Sorti à la fin des années 70, La Chasse sauvage du roi Stakh vient combler un vide dans le cinéma soviétique, celui du thriller jouant sur la frontière du fantastique. Sa réalisation sait procurer ces frissons que l’on ressent face à l’étrangeté, au bizarre.
Dès le début, le film lorgne du côté du fantastique gothique en reprenant une situation classique du genre : celle du voyageur surpris par la tempête et qui se réfugie dans un manoir isolé. Le monsieur est le Comte Beloretski est un ethnologue de la capitale (Saint Pétersbourg à l’époque où se déroule La Chasse sauvage du roi Stakh) venu étudier les contes et légendes de la campagne biélorusse. Bien entendu, le manoir est inquiétant : dépourvu de meuble, il est la propriété d’une jeune femme, Nadejda Yanovskaya, qui apparaît dès le début comme affaiblie et maladive. Ses habits noirs font même ressortir son extrême pâleur et font d’elle, quasiment, un cadavre ambulant. Son absence d’expression renforce encore cette impression.

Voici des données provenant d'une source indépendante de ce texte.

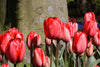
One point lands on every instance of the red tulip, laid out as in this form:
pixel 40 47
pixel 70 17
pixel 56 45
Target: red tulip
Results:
pixel 5 65
pixel 4 40
pixel 72 28
pixel 89 50
pixel 52 28
pixel 79 43
pixel 0 57
pixel 19 35
pixel 66 34
pixel 34 39
pixel 75 26
pixel 96 38
pixel 38 57
pixel 70 43
pixel 13 32
pixel 48 41
pixel 89 16
pixel 16 50
pixel 97 66
pixel 37 40
pixel 47 61
pixel 89 28
pixel 73 19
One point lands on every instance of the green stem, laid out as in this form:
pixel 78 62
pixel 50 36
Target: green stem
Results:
pixel 70 55
pixel 79 61
pixel 57 47
pixel 3 58
pixel 76 65
pixel 65 54
pixel 51 53
pixel 31 58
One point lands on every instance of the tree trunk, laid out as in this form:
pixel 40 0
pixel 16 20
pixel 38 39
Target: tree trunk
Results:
pixel 29 15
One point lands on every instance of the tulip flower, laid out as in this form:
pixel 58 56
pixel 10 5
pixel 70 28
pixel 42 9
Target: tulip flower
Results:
pixel 89 28
pixel 38 57
pixel 97 66
pixel 96 38
pixel 4 40
pixel 72 28
pixel 70 43
pixel 89 16
pixel 47 61
pixel 48 41
pixel 5 65
pixel 89 50
pixel 13 32
pixel 52 28
pixel 79 42
pixel 33 38
pixel 16 50
pixel 66 34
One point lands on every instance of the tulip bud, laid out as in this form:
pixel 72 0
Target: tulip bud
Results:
pixel 19 35
pixel 79 42
pixel 47 61
pixel 89 50
pixel 96 38
pixel 97 66
pixel 4 40
pixel 48 41
pixel 36 40
pixel 89 28
pixel 0 57
pixel 15 51
pixel 33 39
pixel 66 35
pixel 38 57
pixel 53 28
pixel 89 16
pixel 5 65
pixel 13 32
pixel 73 28
pixel 70 45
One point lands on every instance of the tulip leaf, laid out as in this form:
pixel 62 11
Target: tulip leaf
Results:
pixel 94 63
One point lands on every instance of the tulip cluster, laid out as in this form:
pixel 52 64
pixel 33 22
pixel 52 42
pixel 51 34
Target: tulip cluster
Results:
pixel 12 45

D’ailleurs, la frontière entre la vie et la mort semble floue ici. Bien des personnages sont plus morts que vivants, et tout le monde semble porter le deuil. Même la campagne, constamment nimbée de brume, paraît figée, et les cadavres sont à moitié plantés dans le sol, comme s’ils poussaient de la terre.

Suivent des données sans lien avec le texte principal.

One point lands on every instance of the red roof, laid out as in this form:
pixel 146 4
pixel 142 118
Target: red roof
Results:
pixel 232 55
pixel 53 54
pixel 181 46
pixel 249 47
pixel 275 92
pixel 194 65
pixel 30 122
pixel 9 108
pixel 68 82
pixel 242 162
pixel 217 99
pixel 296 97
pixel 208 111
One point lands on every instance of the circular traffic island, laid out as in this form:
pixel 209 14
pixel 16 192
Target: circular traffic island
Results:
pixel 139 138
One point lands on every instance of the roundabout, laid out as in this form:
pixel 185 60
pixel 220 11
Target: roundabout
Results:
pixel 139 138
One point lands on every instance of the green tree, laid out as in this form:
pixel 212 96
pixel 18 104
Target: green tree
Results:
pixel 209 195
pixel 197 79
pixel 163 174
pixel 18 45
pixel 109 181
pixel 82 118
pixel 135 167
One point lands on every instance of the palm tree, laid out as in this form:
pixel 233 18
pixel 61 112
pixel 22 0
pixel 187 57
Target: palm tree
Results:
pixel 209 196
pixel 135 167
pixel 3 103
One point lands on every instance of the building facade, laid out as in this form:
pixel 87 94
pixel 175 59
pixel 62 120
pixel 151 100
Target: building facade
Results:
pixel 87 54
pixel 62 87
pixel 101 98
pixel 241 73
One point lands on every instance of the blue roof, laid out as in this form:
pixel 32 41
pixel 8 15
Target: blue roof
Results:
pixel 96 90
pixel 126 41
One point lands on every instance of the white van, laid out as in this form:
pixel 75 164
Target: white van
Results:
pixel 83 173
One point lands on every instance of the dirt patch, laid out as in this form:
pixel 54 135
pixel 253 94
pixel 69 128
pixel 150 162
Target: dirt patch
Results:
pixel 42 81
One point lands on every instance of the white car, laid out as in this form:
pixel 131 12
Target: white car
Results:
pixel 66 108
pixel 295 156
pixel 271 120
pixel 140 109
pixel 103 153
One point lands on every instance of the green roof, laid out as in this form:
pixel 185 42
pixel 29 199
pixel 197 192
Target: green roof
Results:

Tout cela rend logique l’avertissement reçu par Beloretski à la fin du film :
« Allez vers ceux qui sont en vie, ceux qui ont faim et qui rient ».

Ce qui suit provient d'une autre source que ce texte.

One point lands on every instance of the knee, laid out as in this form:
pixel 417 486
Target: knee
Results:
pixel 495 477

Toute vie a quitté les personnages. Certains en accusent la maison elle-même, qui aurait « absorbé la vie » de ses habitants.
Et il y a cette cavalcade de la mort. La famille de Nadejda est victime, depuis des siècles, d’une malédiction : elle est poursuivie par une armée fantôme chevauchant à travers la plaine. Les morts violentes et mystérieuses se succèdent dans une lande marécageuse digne du Chien des Baskerville (que l’on pourrait éventuellement citer comme référence au film). Au loin passent d’énigmatiques et inquiétants chevaux montés par des formes indistinctes…
La grande force de La Chasse sauvage du roi Stakh vient d’une réalisation qui sait implanter une atmosphère inquiétante où tout devient possible. Les décors, qu’ils soient naturels ou non, sont très bien exploités. Se promenant dans le château, le protagoniste est témoin de visions étranges : Nadejda ensevelie sous des plumes blanches, un escalier qui descend dans l’eau, un spectacle macabre de marionnettes… Certaines images font penser à l’onirisme cauchemardesque d’un Lynch qui aurait fait un film pour la Hammer.
La bande son a un grand rôle aussi dans l’instauration d’une atmosphère. Bruits de cavalcades, récitations qui ressemblent à des incantations, musique angoissante… Rien n’est laissé au hasard.
Un autre détail a son importance : ce n’est que dans les ultimes secondes du film que nous savons à quelle période se déroule l’action. L’aspect intemporel renforce le côté légendaire de l’histoire. Et lorsque l’on connaît enfin la date, c’est pour se rendre compte qu’elle est hautement symbolique. Symbole du passage d’une époque à l’autre, c’une ère à l’autre. L’action se situe entre deux époques, comme il se situe entre deux mondes, entre la réalité et la légende.
Si le rythme peut paraître lent, l’ensemble donne un film énigmatique et surprenant, une œuvre qui propose un nouvel aperçu du cinéma soviétique. Une curiosité, mais aussi un bon film fantastique.